Oscar Micheaux, born in Metropolis Illinois in January 1884, the fifth child of former slaves. Oscar moved to Chicago at the age of 17 and worked there for five years as a Pullman Porter on the railway, before moving to South Dakota to Homestead, farm and write.
Homesteading became the subject matter for Oscar’s first novel, which he later turned into a film ‘The Homesteader’ in 1919, himself raising the proceeds to produce and direct the film. This was to be the first full-length feature produced by an African-American. Across the next three decades Oscar Micheaux continued to make films, producing more than 40 films, 7 novels and providing the screen debuts for actors including James Earl Jones Snr and international star Paul Robeson.
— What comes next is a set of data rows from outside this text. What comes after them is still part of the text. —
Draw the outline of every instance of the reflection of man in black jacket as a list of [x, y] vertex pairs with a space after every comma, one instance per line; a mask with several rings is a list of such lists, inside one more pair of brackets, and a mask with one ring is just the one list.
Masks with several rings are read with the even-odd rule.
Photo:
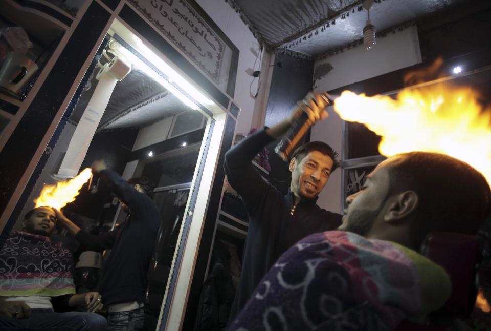
[[109, 313], [108, 329], [124, 324], [131, 325], [131, 329], [140, 329], [143, 325], [147, 272], [160, 224], [159, 210], [151, 198], [153, 184], [146, 177], [127, 182], [106, 169], [103, 161], [96, 161], [92, 168], [129, 211], [126, 220], [117, 229], [96, 236], [81, 230], [59, 211], [57, 216], [88, 250], [101, 252], [112, 249], [100, 291]]
[[[317, 108], [313, 102], [304, 108], [300, 111], [307, 112], [313, 119], [327, 117], [325, 110]], [[293, 119], [299, 116], [298, 111], [274, 127], [257, 131], [225, 155], [227, 178], [243, 200], [249, 215], [240, 282], [229, 321], [243, 307], [283, 253], [304, 237], [336, 229], [341, 224], [341, 215], [316, 203], [318, 195], [338, 167], [337, 153], [328, 145], [314, 141], [294, 153], [289, 163], [290, 192], [285, 196], [263, 180], [251, 163], [265, 146], [286, 133]]]

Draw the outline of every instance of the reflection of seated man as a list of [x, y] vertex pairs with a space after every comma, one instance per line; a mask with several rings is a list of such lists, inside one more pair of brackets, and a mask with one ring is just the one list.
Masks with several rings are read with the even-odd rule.
[[60, 222], [88, 250], [101, 252], [112, 249], [104, 266], [101, 284], [103, 301], [107, 307], [109, 329], [127, 325], [132, 330], [143, 327], [143, 302], [146, 275], [160, 225], [160, 215], [151, 199], [153, 184], [146, 177], [127, 182], [106, 169], [103, 161], [92, 164], [129, 212], [117, 229], [94, 236], [80, 229], [57, 211]]
[[486, 179], [423, 152], [391, 158], [367, 178], [346, 200], [344, 231], [283, 254], [230, 329], [393, 329], [443, 304], [448, 276], [416, 252], [431, 231], [475, 234], [489, 213]]
[[97, 292], [74, 294], [72, 254], [50, 241], [56, 222], [51, 208], [33, 209], [22, 232], [13, 231], [0, 250], [0, 329], [105, 329], [105, 319], [97, 314], [53, 310], [102, 307]]

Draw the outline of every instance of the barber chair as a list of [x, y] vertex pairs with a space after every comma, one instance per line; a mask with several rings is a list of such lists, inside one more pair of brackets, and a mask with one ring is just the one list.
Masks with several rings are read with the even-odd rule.
[[[405, 320], [396, 331], [446, 331], [456, 319], [468, 318], [477, 296], [477, 272], [481, 248], [475, 236], [449, 232], [432, 232], [427, 236], [421, 253], [443, 267], [450, 277], [450, 297], [429, 316], [445, 326], [421, 325]], [[441, 322], [441, 324], [440, 324]], [[448, 325], [448, 326], [447, 326]]]

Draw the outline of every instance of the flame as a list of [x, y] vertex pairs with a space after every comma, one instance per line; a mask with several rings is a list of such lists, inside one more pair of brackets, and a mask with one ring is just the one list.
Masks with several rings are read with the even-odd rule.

Not only did his films emulate Hollywood genres such as mysteries, gangster films and westerns, but they also featured non-stereotyped Black characters and regularly addressed controversial issues of the time. Oscar accomplished two significant landmarks during his time; in 1931 his film ‘The Exile’ became the first full-length sound feature by an African-American and in 1948 the film ‘Betrayal’, his last film, was the first African-American production to open in White theatres.
Oscar’s films, like those of other African-American filmmakers’ of the time, were known as ‘Race Films’ – made by Black filmmakers, with all-Black casts, and for Black audiences. These films were a response and necessity to what was then a segregated industry and a segregated society.